My guess is that you have waiting functions in the vi. This will therefore explain the difference since wati functions do "pause" the execution of the VI and do not count towards the time taken in the VI......
hope this helps,
Norbert
04-12-2010 08:44 AM
Norbert,
Thanks for the reply. I've posted a picture of the subvi. It's relatively simple with no explicit wait functions. Any additional input would be helpful.
Ken
04-12-2010 08:55 AM
Ken,
the AVI Read has an implicit delay included caused by the framerate of the video you are reading. If the fps (frames per second) of the video is e.g. 30, you will have to wait between two frames 1/30 s = 33.3 ms. During this waiting time, the Profiler does not show the calling VI as active. The tracked time taken in the caller does only contain the loop and the call to IMAQ AVI Read Frame.vi. Not the time this subvi takes.
If you look into the time taken by IMAQ AVI Read Frame, you won't see the "waiting time" as well, since it is again only a function called by this VI.....
hope this helps,
Norbert
04-12-2010 09:07 AM
Brilliant! Thank you - I would have had a tough time figuring that out. That is for sure what the problem is. That seems like a strange "feature" of the AVI Read Frame.vi though. So if I want to process an AVI video as fast as possible, is the only way to change the framerate of the AVI? What about the frame read "lookahead" parameter - could that do it?
Ken
04-12-2010 09:17 AM
halvorka wrote:[...]That seems like a strange "feature" of the AVI Read Frame.vi though. [...]

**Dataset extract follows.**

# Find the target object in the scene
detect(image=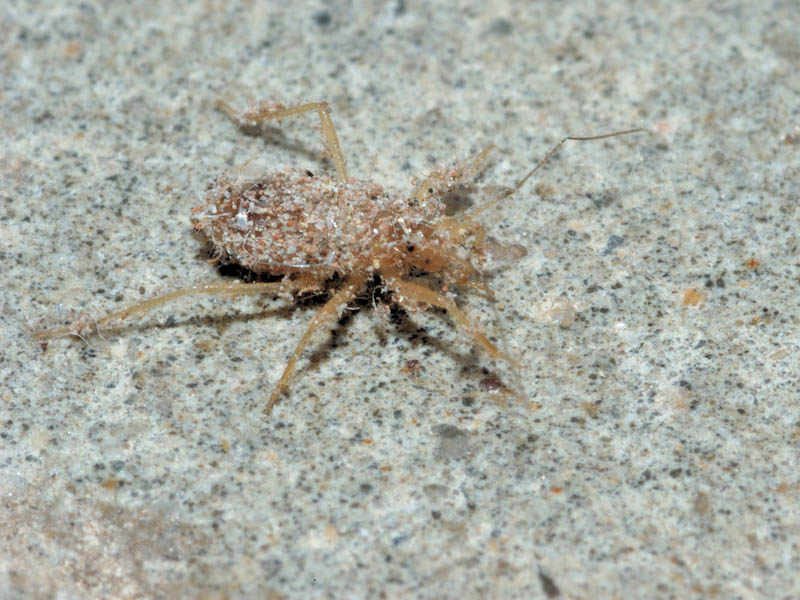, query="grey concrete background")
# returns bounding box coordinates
[0,0,800,598]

No, it's plain simple. If you have e.g. a VI with an event structure in it repsonding to UI interaction, the time it takes until the user fires an event will not show up in profiler. Why should it? The process controlling the VI's execution is sleeping until the user interacts with the UI. That's the reason why event based programming is most often superior to traditional polling.
Regarding the Frame Read Lookahead, there is obviously no documentation installed with LV. Luckily, the online help contains the information:
Reading this it seems to me that it does not change the behavior of playing videos using IMAQ. So the only way to reduce playing time would be a conversion of the video which increases the framerate per second.
hope this helps,
Norbert
04-12-2010 09:41 AM
Norbert,
I wasn't implying that waiting for an event should show up in the timing statistics. Instead, I was saying that it's strange that the AVI Read Frame has a built in and undocumented wait based on the frame rate of the AVI. This makes it difficult to process an AVI at any rate except the native frame rate - In my case I'm taking long movies and I want to analyze them afterwards as fast as computationally possible. As far as I can tell I will have to convert frame rate of the video outside of labview first and then process it in labview to achieve this goal.
You've been very helpful. Thanks.
Ken
04-13-2010 01:22 PM
Update: I think the timing problem was actually due to the profiler not counting hard drive read time. When I changed the frame rate of the avi from 15fps to 60fps, I got exactly the same timing statistics. My avi read performance seems to be limited by my hard drive speed (Running the same program on a faster hard drive increased my speed). Perhaps the AVI Read Frame.vi is considered to be finished executing when the hard drive starts transfering the data, as opposed to when it is finished?